My Buddhist teacher would probably say that this is what Zen practice is for – through meditation, we learn to stick with the discomfort just a second longer than we are used to doing; we allow ourselves to acknowledged the icky-ness, the feelings of rejection and longing, and by noticing them, they become less powerful in our imaginations. Eventually, visiting them day after day, we wear them down, like a rubbing stone. They cease to “catch” us in their grip, and become like any other problem that we have relinquished: just a part of life, not good or bad.
I suspect that this process of wearing down and letting go of our problems is especially difficult for people with eating disorders, because first we have to admit that there is a problem, and next we have to avoid turning away from it. Eating disorders (and other addictions) help us cover up those feelings of anguish and rejection and anger and fear that we cannot stand, the feelings that we have never learned to face, for whatever reasons.

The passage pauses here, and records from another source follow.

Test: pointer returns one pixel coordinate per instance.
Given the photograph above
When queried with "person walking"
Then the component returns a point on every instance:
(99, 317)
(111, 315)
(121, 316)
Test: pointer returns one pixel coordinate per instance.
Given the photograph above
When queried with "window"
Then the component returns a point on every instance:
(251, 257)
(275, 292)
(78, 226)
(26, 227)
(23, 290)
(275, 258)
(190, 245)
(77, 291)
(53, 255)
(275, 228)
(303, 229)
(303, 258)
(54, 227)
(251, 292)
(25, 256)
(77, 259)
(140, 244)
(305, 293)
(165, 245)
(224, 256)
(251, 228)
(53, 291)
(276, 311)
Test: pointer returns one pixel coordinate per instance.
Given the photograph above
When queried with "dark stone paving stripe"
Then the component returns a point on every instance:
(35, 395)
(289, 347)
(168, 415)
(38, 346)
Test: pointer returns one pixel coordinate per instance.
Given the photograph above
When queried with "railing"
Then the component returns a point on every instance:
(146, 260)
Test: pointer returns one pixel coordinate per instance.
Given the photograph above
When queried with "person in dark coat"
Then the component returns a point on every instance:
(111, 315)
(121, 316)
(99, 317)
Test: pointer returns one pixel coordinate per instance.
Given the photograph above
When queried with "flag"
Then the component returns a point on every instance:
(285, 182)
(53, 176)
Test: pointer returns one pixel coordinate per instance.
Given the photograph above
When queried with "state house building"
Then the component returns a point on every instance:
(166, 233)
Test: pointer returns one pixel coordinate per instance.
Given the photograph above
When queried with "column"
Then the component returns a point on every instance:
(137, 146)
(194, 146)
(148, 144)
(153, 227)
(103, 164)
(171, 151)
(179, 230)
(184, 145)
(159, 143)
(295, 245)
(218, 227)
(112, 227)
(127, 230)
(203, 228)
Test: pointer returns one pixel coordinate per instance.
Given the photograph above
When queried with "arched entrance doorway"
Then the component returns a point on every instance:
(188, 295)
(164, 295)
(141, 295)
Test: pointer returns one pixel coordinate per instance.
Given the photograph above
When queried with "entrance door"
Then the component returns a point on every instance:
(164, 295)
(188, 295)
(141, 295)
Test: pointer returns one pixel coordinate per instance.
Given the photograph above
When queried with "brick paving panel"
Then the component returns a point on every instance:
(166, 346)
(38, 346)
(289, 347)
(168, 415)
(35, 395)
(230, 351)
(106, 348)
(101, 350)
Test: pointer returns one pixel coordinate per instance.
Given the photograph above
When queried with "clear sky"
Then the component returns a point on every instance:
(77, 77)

These days I feel raw and vulnerable again, like I did in the early days of my recovery, when I realized that I didn’t have the shield of food or hunger to hide behind anymore. Life felt brighter around the edges, but my problems should out in sharper focus, too, and threatened to overwhelm me at times. I am still making up for the years of subterfuge that my eating disorder allowed me. Now, or never, I have to learn to take in all of the feelings that frighten me, acknowledge them, and carry them in such a way that they do not shatter this fragile sense of self.
4 comments:
I can empathize with you. There is just no pleasing some people. That, and some people enjoying being mean just for the sake of it.
I hope you continue to pull through this with your faith, and not the ed.
I am pulling for you.
This is a great post. And I didn't know that you were also Buddhist.
I'm the classic people-pleaser, too. In fact, many with an ED are. It's one of the reasons why we develop an ED. I think one of the most illuminating experiences of my life came just last year. Long story short, I had a best friend in high school who kind of drifted away afterwards and I never understood why. For more than a decade, I always thought that maybe I just wasn't cool enough, smart enough, interesting enough for her. It wasn't until last year when she sent me a very nasty letter that I realized that the problem wasn't with me, but with her. It was mind-blowing.
Rachel:
I'm Buddhist, yes, but don't often talk about it on this blog, or elsewhere really....I think that usually I am hesitant to appear like I am proselytizing. But for me, starting to meditate played a big role in my recovery from my ED, and Buddhism continues to help me maintain my recovery. So maybe I should write about it more often, even at the risk of sounding like an evangelist!
Ai Lu
Buddhism was a really potent force in my own recovery and helps me not to fall back into unhealthy patterns. I don't often blog about my spiritual beliefs either for much the same reasons as you. The thing with Buddhism however, is that it doesn't really conflict with major religions of the day. Theories of reincarnation might, perhaps, but there is no god-worship in Buddhism, so one can be both Buddhist and, say, Christian. Maybe our hesitation to blog about Buddhism is all for naught.